In the 3D printing realm, the accurate 3D reconstructed digital images reconstructed by Mimics software can further imported to a 3D printer to print accurate bony models (17,18), which may replace the specimen of human body for medical education (19,20), and surgeon training (21) and without the ethical problem of human body donation (22). Lu et al. (4,23) used this method to design some novel rapid prototyping drill templates for cervical pedicle screw placement and C2 laminar screws, they suggest that these patient-specific templates are easy to use, fit the patient anatomy and can generate highly accurate screw placement.

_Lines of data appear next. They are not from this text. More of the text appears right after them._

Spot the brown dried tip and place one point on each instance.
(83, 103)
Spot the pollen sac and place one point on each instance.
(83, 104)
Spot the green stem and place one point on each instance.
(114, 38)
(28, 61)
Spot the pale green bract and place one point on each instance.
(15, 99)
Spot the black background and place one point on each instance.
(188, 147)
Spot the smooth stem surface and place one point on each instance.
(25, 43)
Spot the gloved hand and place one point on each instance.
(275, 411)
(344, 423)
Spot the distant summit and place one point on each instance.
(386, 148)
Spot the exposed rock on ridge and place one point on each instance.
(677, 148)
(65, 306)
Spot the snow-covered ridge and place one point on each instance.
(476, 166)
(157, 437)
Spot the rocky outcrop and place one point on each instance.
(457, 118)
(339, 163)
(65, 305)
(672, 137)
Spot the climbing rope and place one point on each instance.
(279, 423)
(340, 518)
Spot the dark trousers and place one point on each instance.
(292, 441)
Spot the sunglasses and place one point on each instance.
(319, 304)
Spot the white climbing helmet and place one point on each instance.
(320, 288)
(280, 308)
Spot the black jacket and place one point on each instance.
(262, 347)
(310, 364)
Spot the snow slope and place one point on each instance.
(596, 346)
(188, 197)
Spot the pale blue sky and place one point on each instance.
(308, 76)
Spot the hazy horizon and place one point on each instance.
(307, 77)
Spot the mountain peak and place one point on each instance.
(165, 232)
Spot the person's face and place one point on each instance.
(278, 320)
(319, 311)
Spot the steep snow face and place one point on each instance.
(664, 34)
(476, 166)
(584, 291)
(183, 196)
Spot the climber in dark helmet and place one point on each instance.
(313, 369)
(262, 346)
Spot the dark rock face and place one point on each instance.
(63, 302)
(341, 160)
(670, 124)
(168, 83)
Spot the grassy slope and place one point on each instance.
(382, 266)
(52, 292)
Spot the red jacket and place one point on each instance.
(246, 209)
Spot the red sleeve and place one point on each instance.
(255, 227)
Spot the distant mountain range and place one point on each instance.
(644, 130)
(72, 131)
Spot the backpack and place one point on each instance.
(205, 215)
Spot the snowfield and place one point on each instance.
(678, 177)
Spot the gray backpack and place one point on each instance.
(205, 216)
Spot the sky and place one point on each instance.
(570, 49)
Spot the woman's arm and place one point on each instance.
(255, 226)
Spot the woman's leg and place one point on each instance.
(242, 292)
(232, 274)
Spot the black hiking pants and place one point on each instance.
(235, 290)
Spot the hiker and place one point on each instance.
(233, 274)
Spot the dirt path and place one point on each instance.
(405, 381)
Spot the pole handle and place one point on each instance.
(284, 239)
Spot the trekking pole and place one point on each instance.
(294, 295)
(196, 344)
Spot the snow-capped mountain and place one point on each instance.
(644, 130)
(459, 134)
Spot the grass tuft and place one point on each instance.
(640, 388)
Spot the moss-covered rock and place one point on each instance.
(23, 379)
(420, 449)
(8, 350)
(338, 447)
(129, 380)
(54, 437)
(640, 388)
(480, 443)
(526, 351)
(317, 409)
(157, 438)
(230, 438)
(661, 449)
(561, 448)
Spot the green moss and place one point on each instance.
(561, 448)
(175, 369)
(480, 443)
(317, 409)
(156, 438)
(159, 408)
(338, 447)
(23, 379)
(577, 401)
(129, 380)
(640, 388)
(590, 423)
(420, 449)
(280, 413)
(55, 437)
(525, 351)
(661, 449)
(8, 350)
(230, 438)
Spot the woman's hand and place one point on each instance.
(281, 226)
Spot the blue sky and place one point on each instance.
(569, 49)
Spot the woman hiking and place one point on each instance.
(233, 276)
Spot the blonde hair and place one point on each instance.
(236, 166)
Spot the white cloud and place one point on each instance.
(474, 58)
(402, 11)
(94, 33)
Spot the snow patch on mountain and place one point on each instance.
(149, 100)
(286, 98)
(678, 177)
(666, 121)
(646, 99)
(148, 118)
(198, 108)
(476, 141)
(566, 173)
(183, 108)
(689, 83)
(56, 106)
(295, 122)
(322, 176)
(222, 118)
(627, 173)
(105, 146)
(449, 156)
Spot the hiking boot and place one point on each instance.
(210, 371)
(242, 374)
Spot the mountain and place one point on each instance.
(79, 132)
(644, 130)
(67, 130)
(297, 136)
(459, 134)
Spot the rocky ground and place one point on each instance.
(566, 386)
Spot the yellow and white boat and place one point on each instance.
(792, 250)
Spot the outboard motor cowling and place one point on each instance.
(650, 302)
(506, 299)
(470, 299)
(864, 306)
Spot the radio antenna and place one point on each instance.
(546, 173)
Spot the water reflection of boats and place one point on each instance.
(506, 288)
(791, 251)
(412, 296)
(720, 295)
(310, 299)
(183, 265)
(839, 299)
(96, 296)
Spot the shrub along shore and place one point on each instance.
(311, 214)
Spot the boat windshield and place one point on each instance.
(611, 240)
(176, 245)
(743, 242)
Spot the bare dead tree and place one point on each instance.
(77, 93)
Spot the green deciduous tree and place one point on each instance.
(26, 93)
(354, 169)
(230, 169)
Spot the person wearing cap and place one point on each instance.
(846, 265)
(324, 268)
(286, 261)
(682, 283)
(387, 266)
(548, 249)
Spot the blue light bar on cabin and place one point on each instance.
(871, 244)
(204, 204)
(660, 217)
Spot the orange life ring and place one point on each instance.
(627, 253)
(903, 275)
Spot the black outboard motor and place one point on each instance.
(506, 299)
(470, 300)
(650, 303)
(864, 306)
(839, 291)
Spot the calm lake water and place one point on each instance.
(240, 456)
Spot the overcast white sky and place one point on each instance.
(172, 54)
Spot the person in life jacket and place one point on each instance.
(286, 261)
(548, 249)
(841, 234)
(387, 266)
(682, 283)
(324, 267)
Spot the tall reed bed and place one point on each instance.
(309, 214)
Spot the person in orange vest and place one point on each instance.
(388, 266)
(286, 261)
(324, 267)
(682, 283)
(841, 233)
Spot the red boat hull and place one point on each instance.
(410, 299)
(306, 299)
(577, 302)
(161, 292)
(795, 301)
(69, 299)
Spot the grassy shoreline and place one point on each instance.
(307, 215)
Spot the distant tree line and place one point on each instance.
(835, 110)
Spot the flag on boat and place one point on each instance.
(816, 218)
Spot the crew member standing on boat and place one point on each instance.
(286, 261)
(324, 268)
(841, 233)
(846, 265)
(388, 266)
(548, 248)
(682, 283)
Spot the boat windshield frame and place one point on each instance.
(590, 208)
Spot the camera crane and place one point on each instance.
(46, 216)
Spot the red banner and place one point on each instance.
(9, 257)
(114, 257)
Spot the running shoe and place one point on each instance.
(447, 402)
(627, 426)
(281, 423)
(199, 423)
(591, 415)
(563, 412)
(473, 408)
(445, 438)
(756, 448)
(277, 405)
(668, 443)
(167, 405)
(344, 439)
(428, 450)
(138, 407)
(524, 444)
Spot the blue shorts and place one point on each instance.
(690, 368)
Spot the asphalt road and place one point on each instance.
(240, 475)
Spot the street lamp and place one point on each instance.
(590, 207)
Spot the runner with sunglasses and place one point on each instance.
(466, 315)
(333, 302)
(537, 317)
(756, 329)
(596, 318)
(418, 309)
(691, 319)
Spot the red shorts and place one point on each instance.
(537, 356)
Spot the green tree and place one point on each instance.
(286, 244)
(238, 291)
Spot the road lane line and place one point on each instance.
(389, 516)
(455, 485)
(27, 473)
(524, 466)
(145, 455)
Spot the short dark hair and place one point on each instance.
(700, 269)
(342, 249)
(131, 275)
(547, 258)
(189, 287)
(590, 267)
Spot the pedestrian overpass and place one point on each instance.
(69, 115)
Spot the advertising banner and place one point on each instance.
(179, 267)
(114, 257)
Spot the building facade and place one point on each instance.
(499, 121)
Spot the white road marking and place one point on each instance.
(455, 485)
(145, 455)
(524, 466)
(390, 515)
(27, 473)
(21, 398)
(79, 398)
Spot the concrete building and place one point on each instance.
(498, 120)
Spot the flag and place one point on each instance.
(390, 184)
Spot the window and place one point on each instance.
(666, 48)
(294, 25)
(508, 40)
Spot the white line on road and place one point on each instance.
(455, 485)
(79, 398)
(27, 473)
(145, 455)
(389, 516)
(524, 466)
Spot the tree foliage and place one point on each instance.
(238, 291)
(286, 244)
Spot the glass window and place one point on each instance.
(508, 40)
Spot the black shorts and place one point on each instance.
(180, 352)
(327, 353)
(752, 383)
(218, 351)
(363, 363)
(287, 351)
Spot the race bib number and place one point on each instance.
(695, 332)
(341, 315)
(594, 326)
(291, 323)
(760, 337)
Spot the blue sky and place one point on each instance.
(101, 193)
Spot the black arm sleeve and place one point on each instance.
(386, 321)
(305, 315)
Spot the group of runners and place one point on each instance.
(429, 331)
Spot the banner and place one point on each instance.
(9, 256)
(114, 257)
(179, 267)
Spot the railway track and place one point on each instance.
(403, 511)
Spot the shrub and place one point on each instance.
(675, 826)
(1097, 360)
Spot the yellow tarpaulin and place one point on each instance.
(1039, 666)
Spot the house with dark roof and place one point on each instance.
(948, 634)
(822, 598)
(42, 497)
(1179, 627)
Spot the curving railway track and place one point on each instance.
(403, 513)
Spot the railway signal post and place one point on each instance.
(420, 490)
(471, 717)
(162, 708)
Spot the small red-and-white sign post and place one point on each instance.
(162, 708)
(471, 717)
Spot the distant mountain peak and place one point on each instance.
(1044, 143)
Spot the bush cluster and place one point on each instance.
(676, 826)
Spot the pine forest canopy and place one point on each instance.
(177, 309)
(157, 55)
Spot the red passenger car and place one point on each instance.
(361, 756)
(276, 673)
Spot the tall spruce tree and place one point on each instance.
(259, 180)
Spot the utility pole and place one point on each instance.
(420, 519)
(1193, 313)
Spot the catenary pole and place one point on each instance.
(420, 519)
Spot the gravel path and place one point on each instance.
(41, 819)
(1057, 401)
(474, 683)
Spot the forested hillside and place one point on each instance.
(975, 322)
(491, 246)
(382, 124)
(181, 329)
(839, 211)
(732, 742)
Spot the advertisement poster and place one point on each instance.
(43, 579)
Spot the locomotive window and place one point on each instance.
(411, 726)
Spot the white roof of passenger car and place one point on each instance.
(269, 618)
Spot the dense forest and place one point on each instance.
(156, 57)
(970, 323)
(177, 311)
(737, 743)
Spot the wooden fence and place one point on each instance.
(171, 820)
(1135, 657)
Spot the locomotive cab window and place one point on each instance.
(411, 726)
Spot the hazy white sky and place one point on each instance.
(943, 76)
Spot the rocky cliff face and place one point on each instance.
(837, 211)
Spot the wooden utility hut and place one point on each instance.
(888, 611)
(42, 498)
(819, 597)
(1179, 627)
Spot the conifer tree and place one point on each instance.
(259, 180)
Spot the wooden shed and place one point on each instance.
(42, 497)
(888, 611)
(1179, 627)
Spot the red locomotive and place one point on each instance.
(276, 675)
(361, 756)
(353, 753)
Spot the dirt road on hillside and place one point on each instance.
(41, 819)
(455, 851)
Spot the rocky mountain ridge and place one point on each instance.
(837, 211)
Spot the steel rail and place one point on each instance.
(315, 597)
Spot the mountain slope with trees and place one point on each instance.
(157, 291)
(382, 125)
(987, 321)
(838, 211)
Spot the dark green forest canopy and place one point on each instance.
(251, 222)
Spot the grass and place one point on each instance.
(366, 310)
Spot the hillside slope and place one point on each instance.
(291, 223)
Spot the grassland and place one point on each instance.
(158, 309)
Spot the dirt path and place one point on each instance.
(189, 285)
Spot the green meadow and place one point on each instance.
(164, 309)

Although above step-by-step approach to reconstruct the 3D digital image is simple, easily and useful method, it is by no means necessarily superior to other methods of achieving 3D reconstructions. The readers can use this method or others according to their personal preference, however, we advocate this protocol for its simplicity, reliability and convenience in obtaining the 3D digitally reconstructed images.
Acknowledgements
Funding: This work was supported by the National Natural Science Foundation of China (81501933), Zhejiang Provincial Medical Technology Foundation of China (2018KY129), Wenzhou Municipal Science and Technology Bureau (Y20170389), and Wenzhou Leading Talent Innovative Project (RX2016004).
Footnotes
Conflicts of Interest: The authors have no conflicts of interest to declare.